In these instances it can be helpful to look for a different blossom or a different shooting angle to help frame your subject with a background that is further away from it.
Our choice of a focusing point will also affect our compositions. In the image above, I focused on the centre of the flower. Given the aperture, focal length, and distance from the subject, this created a composition where the front and rear edges of the petals are out of focus.
The photograph above is another example of the importance of choosing your focusing point. In this case I used the front edge of the tallest leaf cluster. You can see that elements on either side of it, in the foreground and in the background, are out of focus. This helps with achieving shallow depth of field and subject separation.
It can be critical to look for important details in a composition and plan your shooting angle accordingly. The water droplet on the drooping petal is a detail of note. I used the front edge of the flower’s centre section as my focusing point.

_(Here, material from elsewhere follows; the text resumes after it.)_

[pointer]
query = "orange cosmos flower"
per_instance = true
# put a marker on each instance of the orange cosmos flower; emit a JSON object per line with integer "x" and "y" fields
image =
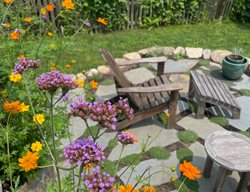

I made sure that the water droplet hanging from a drooping petal was positioned on the side of the composition. This helped ensure that the water droplet would also be in focus as both elements were on the same focal plane. If the drooping petal was positioned in centre frame, the water droplet would have been noticeably out of focus. A key detail in the composition would have been lost.
When photographing a subject that has multiple elements you need to decide how you want to guide a viewer’s eye flow in the image. In this instance I selected the leaf at the end of the stem. This helps to logically lead the viewer’s eye to it and away from the out of focus elements in the foreground.

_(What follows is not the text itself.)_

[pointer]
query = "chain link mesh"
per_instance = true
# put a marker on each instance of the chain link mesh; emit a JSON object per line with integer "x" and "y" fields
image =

Subject positioning in the composition is also critical to achieve shallow depth of field. Often by placing the subject on one side of our photograph we can accentuate its distance from the background. We can also use high colour contrast to help achieve subject separation as we can see in the photograph above. High contrast can be accentuated in post.

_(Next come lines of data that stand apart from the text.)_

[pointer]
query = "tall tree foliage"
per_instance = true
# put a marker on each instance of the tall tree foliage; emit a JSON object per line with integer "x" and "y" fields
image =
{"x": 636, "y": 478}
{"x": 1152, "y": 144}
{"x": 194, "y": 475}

Be creative when looking for monochromatic backgrounds against which you can position your subject. I used the white door at the front of my house (which was still in early morning shade) as the background for the above image.
Envision how background elements will appear as out of focus areas of colour. Position your subject to achieve a pleasing colour mix with your composition.
The final image in this article falls into the category of ‘things always aren’t as they appear’.
When first looking at the above image you may be assuming that the pink flower was in the background. Actually the opposite was true. The pink flower was positioned about 75 mm (~3 inches) in front of the dried up blossom. By choosing the dried up blossom as my focusing point, the pink blossom went out of focus as a foreground element. By making sure that the two elements did not intersect in the composition, I was able to create the illusion that the pink flower was in the background.
As you can see from the samples in this article, achieving shallow depth of field can be done with smaller sensor cameras.
In case you were wondering, I chose the M.Zuiko 40-150 mm f/2.8 zoom as part of my Olympus Loaner Gear lens selection because I knew it would be an outstanding lens for flower photography.
All photographs in this article were captured hand-held using camera gear as noted in the EXIF data. All of the photographs displayed in this article were produced from RAW files using my standard post processing approach. Most of the images in this article are displayed as 100% captures without any cropping. A small number of photographs were subject to minor crops.
Use of Olympus Loaner Equipment
All of the photographs in this article were captured using Olympus Loaner Gear which was supplied by Olympus Americas Inc. on a no-charge basis. We are under no obligation what-so-ever to Olympus Americas Inc. in terms of our use of this loaner Olympus camera equipment. There is no expectation or agreement of any kind with Olympus Americas Inc. that we will create and share with readers any images, articles or videos, or on what that content may be.